Ética, encuadre defensivo y lente púrpura#

Como el OSINT toca la privacidad de personas reales, su gobierno es la ética, y su principio rector es la proporcionalidad: el alcance de la intrusión debe ser proporcional a la gravedad del asunto investigado. Una amenaza vaga y sin sustancia contra un funcionario, una vez descartada como amenaza real, no justifica seguir cavando en la vida de esa persona; un delito grave justifica agotar todo el dato público hasta la certeza. Sobre los datos públicos por error —un servicio mal configurado accesible sin credenciales—, la intención decide si es apropiado usarlos. El doxing —perfilar y publicar para causar miedo o daño— es el caso claro de mal uso. Toda decepción debe ser articulable: una cuenta encubierta es poco invasiva y casi siempre imprescindible, pero la infiltración activa de un grupo cambia su dinámica y solo se justifica cuando el bien mayor supera la intrusión. Y una regla práctica cierra el marco: cualquier trabajo de OSINT que produzca gratificación personal es una señal de alarma. El material de abuso infantil tiene protocolo propio y no negociable —no capturarlo, notificar, reportar a las autoridades y al organismo correspondiente, documentar solo URLs—.

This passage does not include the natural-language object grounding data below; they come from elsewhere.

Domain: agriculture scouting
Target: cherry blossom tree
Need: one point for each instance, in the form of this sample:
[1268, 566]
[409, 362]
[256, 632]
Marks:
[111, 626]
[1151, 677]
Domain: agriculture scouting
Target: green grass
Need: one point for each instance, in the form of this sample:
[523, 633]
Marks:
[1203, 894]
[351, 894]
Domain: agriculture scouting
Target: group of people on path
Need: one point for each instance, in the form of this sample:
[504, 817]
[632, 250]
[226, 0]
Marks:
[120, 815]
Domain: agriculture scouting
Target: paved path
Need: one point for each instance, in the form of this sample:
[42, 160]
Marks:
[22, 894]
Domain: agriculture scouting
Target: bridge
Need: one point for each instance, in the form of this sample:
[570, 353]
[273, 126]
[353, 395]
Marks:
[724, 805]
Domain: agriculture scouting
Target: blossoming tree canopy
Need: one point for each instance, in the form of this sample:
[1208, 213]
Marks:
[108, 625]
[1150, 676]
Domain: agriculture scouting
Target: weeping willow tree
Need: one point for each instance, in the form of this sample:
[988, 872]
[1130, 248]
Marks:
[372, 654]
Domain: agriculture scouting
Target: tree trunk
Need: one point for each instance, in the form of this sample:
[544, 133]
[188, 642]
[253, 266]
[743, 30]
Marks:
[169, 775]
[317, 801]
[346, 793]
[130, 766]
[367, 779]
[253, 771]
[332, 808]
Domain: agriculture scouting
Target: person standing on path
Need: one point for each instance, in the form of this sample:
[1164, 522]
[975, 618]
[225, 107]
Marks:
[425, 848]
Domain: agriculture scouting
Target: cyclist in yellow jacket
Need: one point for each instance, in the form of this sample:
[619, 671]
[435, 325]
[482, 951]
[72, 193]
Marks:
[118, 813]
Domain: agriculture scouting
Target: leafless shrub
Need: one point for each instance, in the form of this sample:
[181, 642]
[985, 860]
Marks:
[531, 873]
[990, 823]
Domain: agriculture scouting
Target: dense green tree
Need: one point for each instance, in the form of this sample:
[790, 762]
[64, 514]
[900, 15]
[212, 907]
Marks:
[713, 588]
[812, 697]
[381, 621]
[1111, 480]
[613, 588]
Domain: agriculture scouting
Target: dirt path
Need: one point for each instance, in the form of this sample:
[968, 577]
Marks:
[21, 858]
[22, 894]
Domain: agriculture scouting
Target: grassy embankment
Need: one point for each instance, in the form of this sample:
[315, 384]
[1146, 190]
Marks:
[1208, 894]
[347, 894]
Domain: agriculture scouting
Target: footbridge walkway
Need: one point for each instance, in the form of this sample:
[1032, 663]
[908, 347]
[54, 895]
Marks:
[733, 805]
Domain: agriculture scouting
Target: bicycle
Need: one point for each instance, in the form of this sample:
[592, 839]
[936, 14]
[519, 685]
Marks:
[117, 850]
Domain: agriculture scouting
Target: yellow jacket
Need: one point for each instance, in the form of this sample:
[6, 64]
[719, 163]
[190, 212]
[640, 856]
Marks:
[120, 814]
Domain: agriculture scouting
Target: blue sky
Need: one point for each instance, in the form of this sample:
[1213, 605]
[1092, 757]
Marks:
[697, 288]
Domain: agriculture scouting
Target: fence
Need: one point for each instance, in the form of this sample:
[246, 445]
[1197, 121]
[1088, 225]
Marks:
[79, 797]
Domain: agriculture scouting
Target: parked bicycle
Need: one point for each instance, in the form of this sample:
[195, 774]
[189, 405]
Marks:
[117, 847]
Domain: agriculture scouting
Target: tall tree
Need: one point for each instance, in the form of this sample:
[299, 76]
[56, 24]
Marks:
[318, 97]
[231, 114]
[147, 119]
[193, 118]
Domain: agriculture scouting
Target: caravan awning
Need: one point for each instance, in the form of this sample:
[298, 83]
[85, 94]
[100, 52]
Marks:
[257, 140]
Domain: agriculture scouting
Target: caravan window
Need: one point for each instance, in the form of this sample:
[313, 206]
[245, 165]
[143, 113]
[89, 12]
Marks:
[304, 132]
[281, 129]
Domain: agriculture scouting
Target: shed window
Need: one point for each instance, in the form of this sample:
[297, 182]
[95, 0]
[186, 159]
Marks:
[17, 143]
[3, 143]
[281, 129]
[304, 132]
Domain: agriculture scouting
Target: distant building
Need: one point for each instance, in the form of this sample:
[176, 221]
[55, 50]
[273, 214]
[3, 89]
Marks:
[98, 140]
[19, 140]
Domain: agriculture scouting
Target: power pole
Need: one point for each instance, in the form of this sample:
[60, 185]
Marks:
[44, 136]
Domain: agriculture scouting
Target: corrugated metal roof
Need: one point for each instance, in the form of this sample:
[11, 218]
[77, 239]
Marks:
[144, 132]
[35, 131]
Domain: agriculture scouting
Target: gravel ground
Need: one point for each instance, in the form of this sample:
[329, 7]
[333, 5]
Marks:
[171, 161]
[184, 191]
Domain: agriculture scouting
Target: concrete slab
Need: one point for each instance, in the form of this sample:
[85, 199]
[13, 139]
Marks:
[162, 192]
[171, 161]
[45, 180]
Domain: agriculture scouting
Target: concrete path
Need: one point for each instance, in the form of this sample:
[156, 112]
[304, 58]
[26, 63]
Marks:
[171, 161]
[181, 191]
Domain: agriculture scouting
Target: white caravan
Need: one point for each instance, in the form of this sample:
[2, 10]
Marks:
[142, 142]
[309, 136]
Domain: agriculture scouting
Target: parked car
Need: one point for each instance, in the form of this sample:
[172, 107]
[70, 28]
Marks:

Este encuadre cumple la función que en un capítulo ofensivo cumple la subsección de detección: es el conjunto de reglas de enganche que decide cuándo y cómo se aplica todo lo anterior —el análogo del scoping y las rules of engagement de un pentest—. Y su cara defensiva, la lente púrpura, es la inversión de las técnicas sobre uno mismo: correr la enumeración de identidad, el geoint de las fotos y el pivoteo de infraestructura contra la propia organización (self-recon) revela la huella que un atacante vería y permite reducirla antes de que la use. Del lado de la investigación, este mismo ciclo —intake, triage, colección con cadena de custodia, análisis con niveles de confianza, reporte— es el ciclo de inteligencia del analista blue/CTI, casi uno a uno: el método que gobierna tanto la emulación adversaria como su detección y atribución. En términos de MITRE ATT&CK el capítulo cubre el proceso que envuelve la táctica de reconocimiento (TA0043: Gather Victim Identity/Org Info, Search Open Websites), común al atacante que la ejecuta y al defensor que la anticipa.

Referencias#

  • osint/bazzell-osint/cap-01OPSEC del investigador: la máquina dedicada y la integridad de la evidencia, la arquitectura de VM maestra → clon por caso → exportar → borrar, la VPN de host y Tor, el gestor de contraseñas offline, los sock puppets, y la emulación de Android (GPS spoofing y contact exploitation).
  • osint/bazzell-osint/cap-08Metodología, documentación y ética: el ciclo intake → triage → knolling → premium → open-source con disciplina de pestañas → captura → flowcharts de pivoteo; el reporte (face-sheet, narrativa, sourcing, sanitización); y el marco ético (proporcionalidad, intención, decepción articulable, protocolo de material sensible).
  • Michael Bazzell, OSINT Techniques: Resources for Uncovering Online Information (10ª ed., 2023) como manual de referencia; el sitio inteltechniques.com para las herramientas y su actualización —recordando que los pasos concretos caducan y lo durable es el método—.
  • MITRE ATT&CK — Reconnaissance (TA0043), la táctica que este capítulo enmarca metodológicamente tanto para el recon ofensivo como para su detección.